В ответ вновь его холодный и ничего не выражающий взгляд.

Я покрылся холодным потом. Тут вошел Мансуров и меня почти спас.

– Тебя зовут. – Он к Корейцу.

– Хорошо… – тот начал выбирать со стола какие-то бумаги, собрал в папку. После поднял глаза и, как бы между прочим спросил.

– Скажи-ка мне, братец Рома, про вашу эту девицу… Как ее?

– Наиля… – я с трудом проглотил слюну. Сердце защемило.

– Ну, с нашими-то русаками все ясно. Один уголовник и два бандита-спортсмена. А вот эта Шемаханская царица?..

– Я же объяснил! – Мансуров торопливо и, как мне показалось, чуть взволнованно встрянул. Я удивленно перевел взгляд.

– Знаю, знаю, – перебил его Ким. – Меня интересует другое.

– Что же? – я мысленно поблагодарил Бога, что в комнате полумрак и не различимы оттенки цветов, в том числе на моем лице.

– Ведь эти братья приходятся ей не родными?

– Троюродными. – Я уточнил.

– Эта девушка всегда с ними. Может, мы не знаем, один – любовник?

– Исключено, я был бы в курсе, – не въезжая в суть, я опроверг.

– Тогда объясните мне, старому холостяку, почему молодая, красивая баба за полтора года проживания в Москве ни с кем не завела отношения? Что она, святая?
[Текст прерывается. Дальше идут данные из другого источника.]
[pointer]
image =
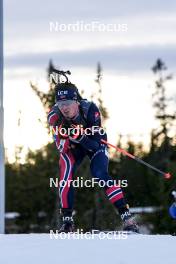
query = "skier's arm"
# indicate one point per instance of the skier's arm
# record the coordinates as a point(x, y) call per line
point(92, 142)
point(53, 121)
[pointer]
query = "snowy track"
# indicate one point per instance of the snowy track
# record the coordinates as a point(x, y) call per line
point(40, 248)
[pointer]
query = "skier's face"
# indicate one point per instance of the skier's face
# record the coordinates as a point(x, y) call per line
point(69, 108)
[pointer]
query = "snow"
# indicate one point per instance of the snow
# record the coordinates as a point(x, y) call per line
point(46, 249)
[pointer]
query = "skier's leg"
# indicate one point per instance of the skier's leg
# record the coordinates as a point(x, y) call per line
point(99, 169)
point(67, 164)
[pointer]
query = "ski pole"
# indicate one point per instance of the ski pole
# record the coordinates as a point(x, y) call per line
point(124, 152)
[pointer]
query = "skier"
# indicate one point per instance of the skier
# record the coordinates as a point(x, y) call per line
point(71, 110)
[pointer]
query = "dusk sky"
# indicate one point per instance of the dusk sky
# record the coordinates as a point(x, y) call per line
point(126, 57)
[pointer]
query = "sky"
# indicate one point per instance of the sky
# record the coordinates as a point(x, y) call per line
point(144, 31)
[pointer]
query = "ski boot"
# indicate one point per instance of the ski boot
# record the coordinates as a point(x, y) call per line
point(67, 221)
point(129, 223)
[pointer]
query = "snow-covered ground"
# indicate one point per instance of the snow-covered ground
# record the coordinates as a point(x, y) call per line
point(47, 249)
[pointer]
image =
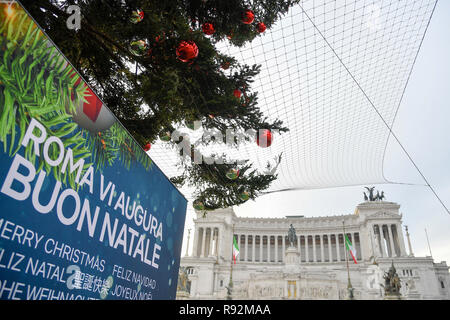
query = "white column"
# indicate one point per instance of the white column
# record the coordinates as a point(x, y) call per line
point(330, 253)
point(194, 249)
point(360, 246)
point(307, 248)
point(338, 250)
point(217, 242)
point(276, 248)
point(253, 247)
point(391, 241)
point(314, 249)
point(401, 240)
point(322, 257)
point(260, 248)
point(211, 237)
point(246, 247)
point(202, 252)
point(382, 245)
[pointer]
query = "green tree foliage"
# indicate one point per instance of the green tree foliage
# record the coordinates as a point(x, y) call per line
point(153, 93)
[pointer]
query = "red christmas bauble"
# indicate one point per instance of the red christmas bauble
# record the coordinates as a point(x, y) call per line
point(261, 27)
point(248, 17)
point(264, 138)
point(208, 28)
point(187, 51)
point(91, 115)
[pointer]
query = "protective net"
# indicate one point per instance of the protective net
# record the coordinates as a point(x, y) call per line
point(335, 73)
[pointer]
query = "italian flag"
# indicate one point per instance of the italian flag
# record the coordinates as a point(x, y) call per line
point(235, 250)
point(350, 248)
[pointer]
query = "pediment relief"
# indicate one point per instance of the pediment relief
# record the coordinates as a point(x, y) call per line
point(383, 215)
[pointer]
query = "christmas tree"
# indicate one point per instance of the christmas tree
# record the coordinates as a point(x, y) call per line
point(155, 64)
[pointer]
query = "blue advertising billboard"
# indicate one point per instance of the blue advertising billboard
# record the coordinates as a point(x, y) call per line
point(84, 212)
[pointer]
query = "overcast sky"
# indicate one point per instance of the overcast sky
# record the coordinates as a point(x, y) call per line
point(422, 125)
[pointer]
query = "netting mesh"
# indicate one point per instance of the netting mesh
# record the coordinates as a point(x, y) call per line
point(327, 68)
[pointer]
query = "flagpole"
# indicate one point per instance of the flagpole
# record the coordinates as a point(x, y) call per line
point(349, 286)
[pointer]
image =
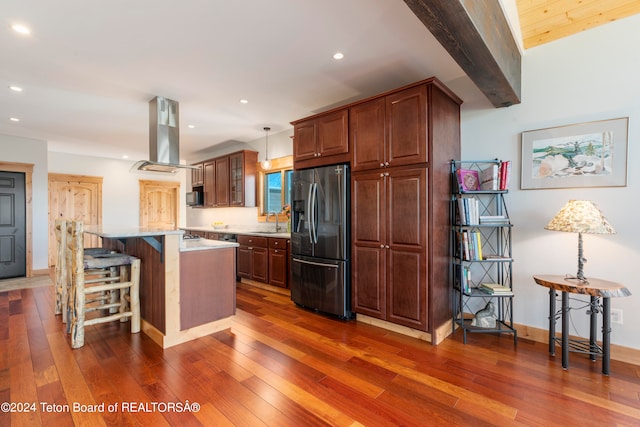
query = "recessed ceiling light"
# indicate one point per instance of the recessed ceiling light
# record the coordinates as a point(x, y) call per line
point(19, 28)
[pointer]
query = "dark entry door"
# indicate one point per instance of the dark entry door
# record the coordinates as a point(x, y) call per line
point(13, 239)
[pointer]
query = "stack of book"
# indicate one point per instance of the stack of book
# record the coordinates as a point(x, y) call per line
point(495, 177)
point(495, 289)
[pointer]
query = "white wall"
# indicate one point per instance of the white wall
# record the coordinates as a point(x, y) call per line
point(120, 186)
point(589, 76)
point(280, 145)
point(32, 151)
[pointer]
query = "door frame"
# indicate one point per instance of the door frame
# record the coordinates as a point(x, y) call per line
point(27, 169)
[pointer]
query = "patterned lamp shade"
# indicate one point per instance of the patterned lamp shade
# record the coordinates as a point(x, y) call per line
point(580, 216)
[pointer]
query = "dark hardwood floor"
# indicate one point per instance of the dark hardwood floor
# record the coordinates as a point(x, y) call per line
point(280, 365)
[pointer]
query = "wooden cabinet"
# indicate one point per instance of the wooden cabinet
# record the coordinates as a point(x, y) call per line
point(278, 262)
point(243, 178)
point(389, 247)
point(322, 140)
point(390, 130)
point(402, 142)
point(197, 175)
point(264, 259)
point(253, 258)
point(230, 180)
point(222, 182)
point(209, 171)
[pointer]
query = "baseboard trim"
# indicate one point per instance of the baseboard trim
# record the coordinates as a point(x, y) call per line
point(421, 335)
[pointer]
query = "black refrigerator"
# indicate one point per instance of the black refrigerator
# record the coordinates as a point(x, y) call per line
point(320, 250)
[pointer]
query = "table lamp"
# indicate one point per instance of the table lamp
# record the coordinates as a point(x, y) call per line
point(580, 216)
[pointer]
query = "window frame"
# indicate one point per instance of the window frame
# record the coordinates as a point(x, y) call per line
point(281, 164)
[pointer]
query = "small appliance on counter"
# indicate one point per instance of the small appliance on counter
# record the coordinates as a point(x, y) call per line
point(194, 198)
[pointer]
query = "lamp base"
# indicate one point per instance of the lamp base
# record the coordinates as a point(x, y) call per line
point(583, 280)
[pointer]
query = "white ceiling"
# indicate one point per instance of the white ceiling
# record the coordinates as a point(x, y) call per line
point(89, 68)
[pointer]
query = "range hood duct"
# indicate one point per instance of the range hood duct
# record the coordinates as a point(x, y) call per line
point(164, 138)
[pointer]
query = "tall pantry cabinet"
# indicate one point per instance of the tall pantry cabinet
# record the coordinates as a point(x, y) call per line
point(402, 143)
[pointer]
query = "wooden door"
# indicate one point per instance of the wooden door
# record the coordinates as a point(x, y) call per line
point(159, 207)
point(76, 197)
point(368, 242)
point(304, 140)
point(407, 126)
point(333, 135)
point(407, 237)
point(13, 225)
point(367, 134)
point(222, 181)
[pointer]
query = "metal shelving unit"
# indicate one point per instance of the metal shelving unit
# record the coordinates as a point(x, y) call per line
point(495, 266)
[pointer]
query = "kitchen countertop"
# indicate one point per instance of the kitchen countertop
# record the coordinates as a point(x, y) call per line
point(204, 244)
point(119, 231)
point(232, 230)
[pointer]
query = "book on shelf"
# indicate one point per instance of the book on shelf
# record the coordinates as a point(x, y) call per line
point(493, 219)
point(505, 175)
point(490, 178)
point(495, 289)
point(468, 179)
point(469, 210)
point(494, 257)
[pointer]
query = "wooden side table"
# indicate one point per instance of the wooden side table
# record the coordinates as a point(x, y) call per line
point(596, 288)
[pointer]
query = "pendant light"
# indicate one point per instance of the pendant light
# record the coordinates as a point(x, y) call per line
point(266, 163)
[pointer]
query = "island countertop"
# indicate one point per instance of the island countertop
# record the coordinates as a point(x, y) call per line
point(123, 231)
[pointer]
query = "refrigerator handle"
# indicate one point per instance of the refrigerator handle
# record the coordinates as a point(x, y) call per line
point(310, 213)
point(314, 206)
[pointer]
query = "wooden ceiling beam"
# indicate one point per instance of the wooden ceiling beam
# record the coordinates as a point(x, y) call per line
point(476, 34)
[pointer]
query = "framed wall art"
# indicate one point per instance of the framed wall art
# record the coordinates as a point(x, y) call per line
point(592, 154)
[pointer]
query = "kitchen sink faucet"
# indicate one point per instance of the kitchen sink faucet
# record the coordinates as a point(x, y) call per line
point(277, 223)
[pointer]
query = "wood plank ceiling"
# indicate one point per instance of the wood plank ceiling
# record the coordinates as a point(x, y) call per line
point(543, 21)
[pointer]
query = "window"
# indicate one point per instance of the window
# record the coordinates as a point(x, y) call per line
point(275, 187)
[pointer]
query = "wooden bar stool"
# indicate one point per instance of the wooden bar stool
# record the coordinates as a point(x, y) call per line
point(62, 283)
point(93, 291)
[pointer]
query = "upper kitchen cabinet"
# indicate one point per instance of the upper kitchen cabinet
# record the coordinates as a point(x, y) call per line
point(390, 130)
point(197, 175)
point(230, 180)
point(243, 178)
point(321, 140)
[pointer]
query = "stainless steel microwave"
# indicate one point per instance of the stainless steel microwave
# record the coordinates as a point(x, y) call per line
point(194, 198)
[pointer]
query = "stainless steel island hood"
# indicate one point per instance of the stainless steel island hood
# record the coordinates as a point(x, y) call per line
point(164, 138)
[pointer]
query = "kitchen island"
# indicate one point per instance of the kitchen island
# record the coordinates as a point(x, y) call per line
point(187, 288)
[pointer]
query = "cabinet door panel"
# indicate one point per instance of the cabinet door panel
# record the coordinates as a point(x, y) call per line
point(367, 134)
point(245, 261)
point(369, 290)
point(278, 267)
point(333, 137)
point(304, 140)
point(260, 259)
point(222, 181)
point(209, 183)
point(407, 198)
point(407, 293)
point(407, 126)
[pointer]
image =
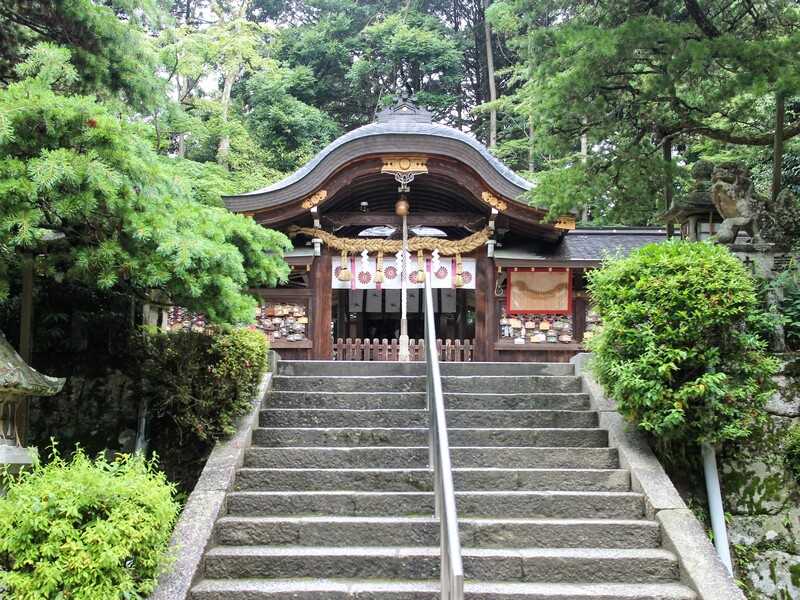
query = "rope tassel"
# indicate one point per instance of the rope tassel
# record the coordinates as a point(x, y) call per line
point(379, 268)
point(344, 272)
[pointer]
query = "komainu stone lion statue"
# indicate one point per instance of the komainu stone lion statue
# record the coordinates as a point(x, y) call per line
point(736, 201)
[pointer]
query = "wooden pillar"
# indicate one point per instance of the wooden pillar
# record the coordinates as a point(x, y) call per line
point(322, 303)
point(485, 309)
point(25, 339)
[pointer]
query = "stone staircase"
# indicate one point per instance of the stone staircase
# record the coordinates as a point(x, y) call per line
point(335, 499)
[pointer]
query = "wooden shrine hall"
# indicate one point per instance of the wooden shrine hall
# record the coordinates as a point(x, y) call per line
point(507, 285)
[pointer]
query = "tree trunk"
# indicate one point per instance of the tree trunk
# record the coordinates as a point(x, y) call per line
point(225, 141)
point(667, 150)
point(777, 154)
point(487, 30)
point(531, 165)
point(585, 215)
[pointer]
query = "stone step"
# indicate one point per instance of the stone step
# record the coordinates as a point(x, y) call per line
point(417, 436)
point(416, 383)
point(511, 384)
point(416, 400)
point(424, 531)
point(421, 479)
point(344, 457)
point(364, 368)
point(552, 565)
point(506, 504)
point(364, 589)
point(507, 368)
point(321, 417)
point(345, 368)
point(338, 383)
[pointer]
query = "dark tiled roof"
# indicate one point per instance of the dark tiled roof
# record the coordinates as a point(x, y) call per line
point(397, 130)
point(584, 246)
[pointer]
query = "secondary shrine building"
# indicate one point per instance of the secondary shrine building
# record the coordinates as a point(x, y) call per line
point(507, 285)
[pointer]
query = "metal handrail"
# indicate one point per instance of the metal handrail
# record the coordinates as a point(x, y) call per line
point(452, 570)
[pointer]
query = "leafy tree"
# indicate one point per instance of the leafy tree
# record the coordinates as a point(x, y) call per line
point(86, 529)
point(680, 349)
point(409, 51)
point(109, 43)
point(289, 130)
point(127, 220)
point(641, 80)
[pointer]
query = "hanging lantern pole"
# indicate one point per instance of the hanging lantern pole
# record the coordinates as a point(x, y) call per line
point(401, 210)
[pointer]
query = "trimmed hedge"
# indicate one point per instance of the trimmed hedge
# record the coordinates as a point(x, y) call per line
point(681, 349)
point(85, 530)
point(202, 381)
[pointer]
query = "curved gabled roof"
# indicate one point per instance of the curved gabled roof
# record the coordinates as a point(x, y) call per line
point(401, 129)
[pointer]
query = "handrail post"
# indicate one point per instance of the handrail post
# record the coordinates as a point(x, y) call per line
point(452, 570)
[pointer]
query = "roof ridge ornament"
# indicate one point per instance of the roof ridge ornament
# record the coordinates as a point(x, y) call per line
point(405, 108)
point(404, 169)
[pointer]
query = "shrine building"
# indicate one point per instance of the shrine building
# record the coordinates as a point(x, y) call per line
point(507, 285)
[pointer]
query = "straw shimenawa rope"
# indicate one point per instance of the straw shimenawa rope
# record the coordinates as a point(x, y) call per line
point(415, 244)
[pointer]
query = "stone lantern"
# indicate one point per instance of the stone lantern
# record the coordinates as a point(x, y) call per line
point(18, 380)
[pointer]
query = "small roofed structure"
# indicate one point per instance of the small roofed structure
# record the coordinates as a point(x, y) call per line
point(508, 284)
point(18, 381)
point(694, 211)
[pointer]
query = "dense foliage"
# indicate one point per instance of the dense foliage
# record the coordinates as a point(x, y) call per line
point(792, 450)
point(790, 309)
point(126, 218)
point(200, 381)
point(699, 79)
point(680, 350)
point(605, 104)
point(84, 529)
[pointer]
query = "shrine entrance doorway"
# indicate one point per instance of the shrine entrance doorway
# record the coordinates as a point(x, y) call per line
point(371, 314)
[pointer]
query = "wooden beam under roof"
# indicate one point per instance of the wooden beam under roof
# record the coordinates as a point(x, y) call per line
point(415, 219)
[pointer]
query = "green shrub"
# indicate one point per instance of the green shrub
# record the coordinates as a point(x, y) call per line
point(85, 530)
point(792, 450)
point(203, 381)
point(790, 308)
point(679, 350)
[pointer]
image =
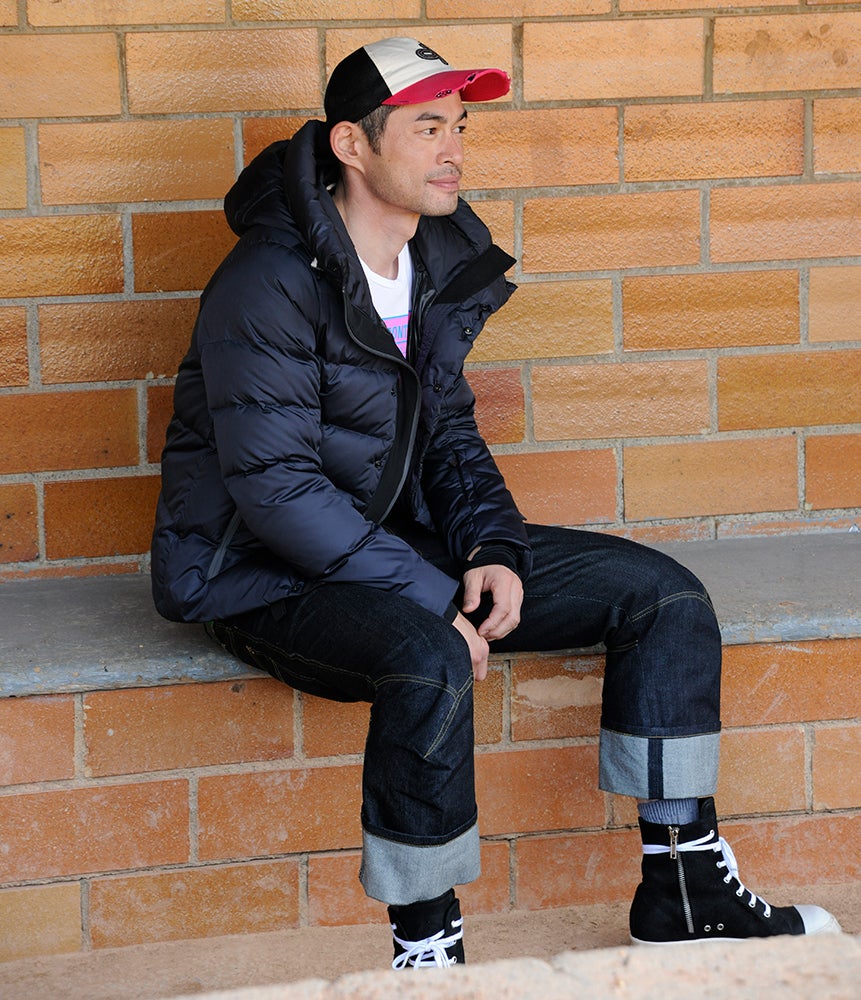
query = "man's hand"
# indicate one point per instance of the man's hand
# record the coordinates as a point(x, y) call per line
point(478, 649)
point(507, 591)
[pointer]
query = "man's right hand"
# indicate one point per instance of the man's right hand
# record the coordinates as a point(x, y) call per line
point(478, 648)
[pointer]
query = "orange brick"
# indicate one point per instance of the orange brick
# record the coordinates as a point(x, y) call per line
point(40, 920)
point(577, 870)
point(600, 232)
point(526, 791)
point(297, 10)
point(453, 9)
point(834, 302)
point(556, 697)
point(706, 478)
point(837, 135)
point(99, 517)
point(802, 525)
point(159, 412)
point(331, 728)
point(237, 70)
point(40, 75)
point(563, 319)
point(610, 59)
point(461, 45)
point(108, 828)
point(633, 6)
point(500, 404)
point(61, 255)
point(796, 851)
point(13, 168)
point(762, 770)
point(498, 216)
point(19, 535)
point(780, 683)
point(837, 768)
point(187, 903)
point(784, 223)
point(258, 133)
point(489, 695)
point(37, 739)
point(733, 139)
point(68, 430)
point(135, 161)
point(335, 895)
point(491, 893)
point(786, 52)
point(178, 251)
point(46, 13)
point(279, 812)
point(187, 725)
point(695, 311)
point(110, 341)
point(578, 146)
point(14, 367)
point(620, 400)
point(563, 487)
point(831, 470)
point(789, 390)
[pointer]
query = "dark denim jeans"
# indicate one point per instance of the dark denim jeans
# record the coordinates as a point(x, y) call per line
point(660, 711)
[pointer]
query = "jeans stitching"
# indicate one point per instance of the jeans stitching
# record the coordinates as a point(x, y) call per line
point(456, 695)
point(670, 599)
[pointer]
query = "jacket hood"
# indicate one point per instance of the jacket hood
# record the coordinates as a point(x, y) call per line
point(286, 187)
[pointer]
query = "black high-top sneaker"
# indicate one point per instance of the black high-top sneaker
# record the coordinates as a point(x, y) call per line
point(691, 891)
point(428, 933)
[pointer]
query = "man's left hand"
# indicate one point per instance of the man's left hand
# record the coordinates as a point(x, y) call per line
point(507, 591)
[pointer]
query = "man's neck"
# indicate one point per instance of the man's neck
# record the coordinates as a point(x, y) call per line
point(378, 237)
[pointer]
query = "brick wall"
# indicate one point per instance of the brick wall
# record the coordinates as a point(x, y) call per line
point(682, 188)
point(195, 810)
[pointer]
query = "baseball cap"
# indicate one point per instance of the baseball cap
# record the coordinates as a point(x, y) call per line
point(402, 71)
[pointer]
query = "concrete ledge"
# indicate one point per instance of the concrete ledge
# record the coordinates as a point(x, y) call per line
point(827, 968)
point(94, 633)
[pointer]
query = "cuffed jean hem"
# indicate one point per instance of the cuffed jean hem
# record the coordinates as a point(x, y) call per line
point(398, 874)
point(656, 768)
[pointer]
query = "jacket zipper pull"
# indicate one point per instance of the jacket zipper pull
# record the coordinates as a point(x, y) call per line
point(674, 841)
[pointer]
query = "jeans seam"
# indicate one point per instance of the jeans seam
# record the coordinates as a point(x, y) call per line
point(456, 695)
point(670, 599)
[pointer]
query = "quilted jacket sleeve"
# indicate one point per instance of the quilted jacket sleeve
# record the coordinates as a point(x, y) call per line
point(465, 492)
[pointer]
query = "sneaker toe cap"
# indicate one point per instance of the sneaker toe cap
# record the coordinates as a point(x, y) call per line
point(818, 921)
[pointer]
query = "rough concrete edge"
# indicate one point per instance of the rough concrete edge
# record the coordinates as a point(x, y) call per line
point(828, 967)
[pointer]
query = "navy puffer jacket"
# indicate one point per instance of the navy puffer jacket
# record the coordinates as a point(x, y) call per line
point(297, 423)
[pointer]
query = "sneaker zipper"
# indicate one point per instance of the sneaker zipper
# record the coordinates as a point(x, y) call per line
point(683, 885)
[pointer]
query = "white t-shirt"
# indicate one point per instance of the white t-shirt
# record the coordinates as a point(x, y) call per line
point(391, 297)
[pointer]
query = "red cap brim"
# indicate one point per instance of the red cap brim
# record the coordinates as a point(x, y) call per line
point(473, 85)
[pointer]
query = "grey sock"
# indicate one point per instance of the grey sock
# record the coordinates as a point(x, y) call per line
point(670, 812)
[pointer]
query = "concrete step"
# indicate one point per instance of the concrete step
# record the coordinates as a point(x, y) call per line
point(578, 951)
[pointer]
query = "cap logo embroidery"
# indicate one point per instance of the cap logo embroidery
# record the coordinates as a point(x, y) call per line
point(424, 52)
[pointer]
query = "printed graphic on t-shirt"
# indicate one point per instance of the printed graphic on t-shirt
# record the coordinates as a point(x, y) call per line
point(398, 326)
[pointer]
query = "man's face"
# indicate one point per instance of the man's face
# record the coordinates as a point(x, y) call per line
point(418, 168)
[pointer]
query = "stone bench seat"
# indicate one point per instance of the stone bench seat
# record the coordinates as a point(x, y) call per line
point(97, 633)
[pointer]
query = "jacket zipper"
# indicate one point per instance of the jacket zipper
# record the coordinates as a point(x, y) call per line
point(676, 856)
point(407, 449)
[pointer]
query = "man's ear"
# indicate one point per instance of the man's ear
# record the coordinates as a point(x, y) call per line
point(347, 140)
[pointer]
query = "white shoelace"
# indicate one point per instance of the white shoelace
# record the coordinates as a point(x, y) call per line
point(429, 952)
point(719, 846)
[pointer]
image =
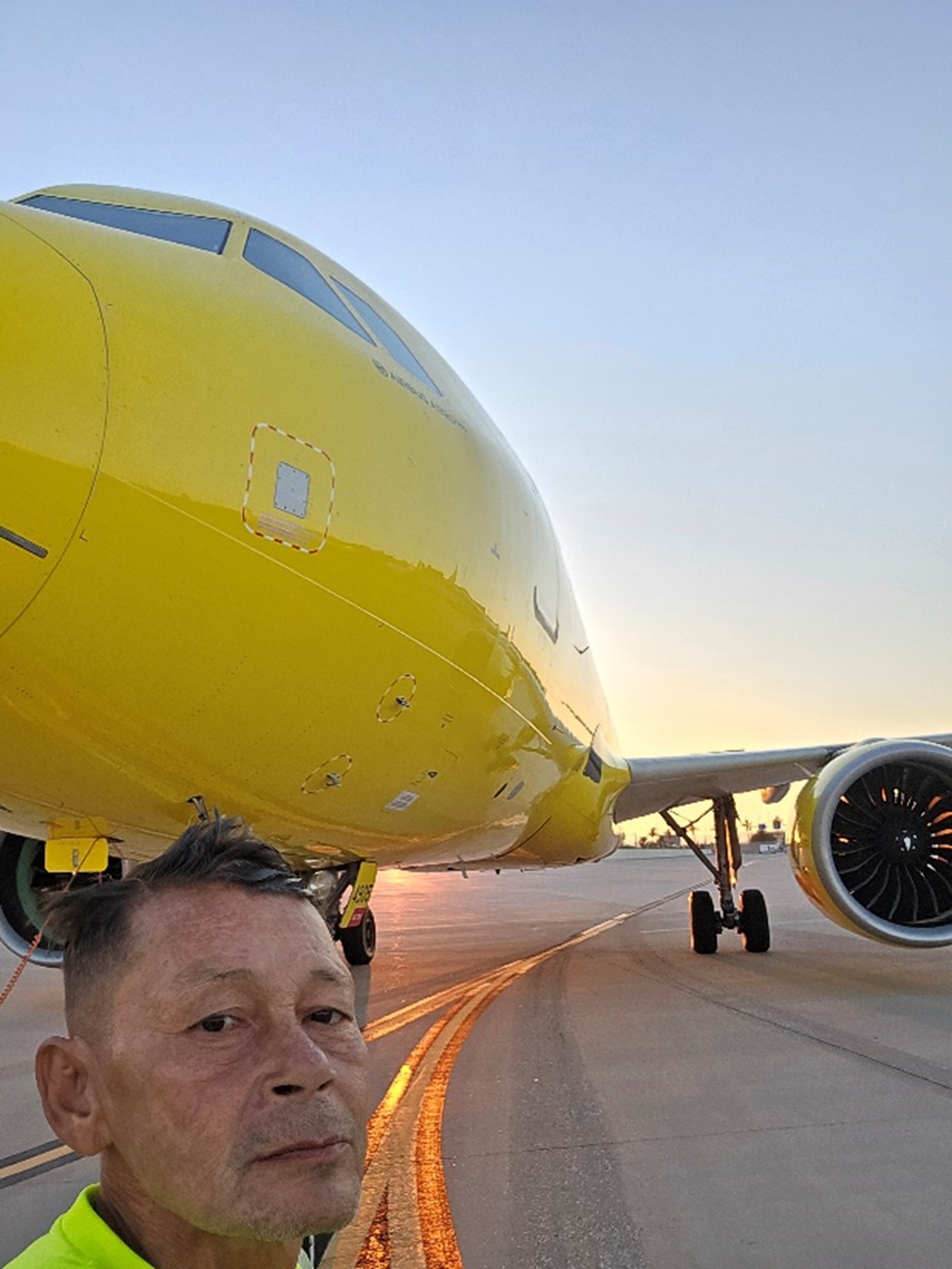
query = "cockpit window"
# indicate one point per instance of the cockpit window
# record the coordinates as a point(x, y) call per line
point(295, 271)
point(206, 232)
point(388, 337)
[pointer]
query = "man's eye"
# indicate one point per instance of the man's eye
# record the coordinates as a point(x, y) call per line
point(327, 1017)
point(217, 1023)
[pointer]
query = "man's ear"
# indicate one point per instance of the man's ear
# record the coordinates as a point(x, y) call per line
point(64, 1070)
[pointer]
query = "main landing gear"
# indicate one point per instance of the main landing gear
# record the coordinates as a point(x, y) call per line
point(748, 916)
point(352, 920)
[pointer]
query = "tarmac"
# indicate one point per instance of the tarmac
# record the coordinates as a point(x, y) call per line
point(555, 1068)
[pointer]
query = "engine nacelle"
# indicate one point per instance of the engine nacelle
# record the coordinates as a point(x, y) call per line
point(875, 843)
point(23, 880)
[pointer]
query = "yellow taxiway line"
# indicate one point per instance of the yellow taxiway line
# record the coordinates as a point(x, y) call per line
point(404, 1219)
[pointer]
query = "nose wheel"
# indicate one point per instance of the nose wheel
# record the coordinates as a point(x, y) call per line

Кореец у дверей обернулся, на секунду обозрев нас, словно ожидая ответа. После посмотрел на часы:

– Ждите…

Сказать, что я сильно побледнел, значит, ничего не сказать. Никогда сердце так бешено не стучало. Если повезет, Мансуров, чей взгляд я чувствовал затылком, ничего не заметит.

Вдруг осенило.

– Постой, постой… – я всеми силами пытался унять в себе эту тупую растерянность. – Вспомнил, Павел рассказывал, что у нее был жених, все шло к свадьбе, но выяснилось, что он встречается с ее подругой, – я мысленно поблагодарил Мусаева за эту, вроде бы банальную легенду. – Она его не простила. Вот, наверное, одна из причин, почему Наиля перебралась в Москву. Слышал, этот урод и здесь не оставляет ее в покое.

– Правда? – мне показался, что Мансур оживился.

– Что значит, правда? – я как бы вышел из себя. – И вообще, какое вам дело, с кем она встречается? Ты можешь мне объяснить, что происходит, черт возьми?

– Кажется, могу…

От мрачного ответа Мансура я вновь похолодел. Он же развалился на диване, вынул сигарету и, прежде чем прикурить, ответил:

– Нравится она мне, братан, давно хотел об этом сказать, но как-то не решался. Думал, может, пройдет… – Мансуров начал выпускать дымовые кольца в потолок.

Я почувствовал, что медленно прихожу в норму, а цвет лица вновь светлеет.

– И где же ты с ней сошелся?

– Да нигде, в том-то и дело, – Мансур лежа, лениво потянулся. – Ты же знаешь, как я снимаю телок: раз плюнуть. Но с ней… Если пересекусь, даже слов не найду.

– Слушай, я как-то не врубаюсь, где же ты встретился с нею, чтобы так втюриться. Ведь вы действительно не пересекались?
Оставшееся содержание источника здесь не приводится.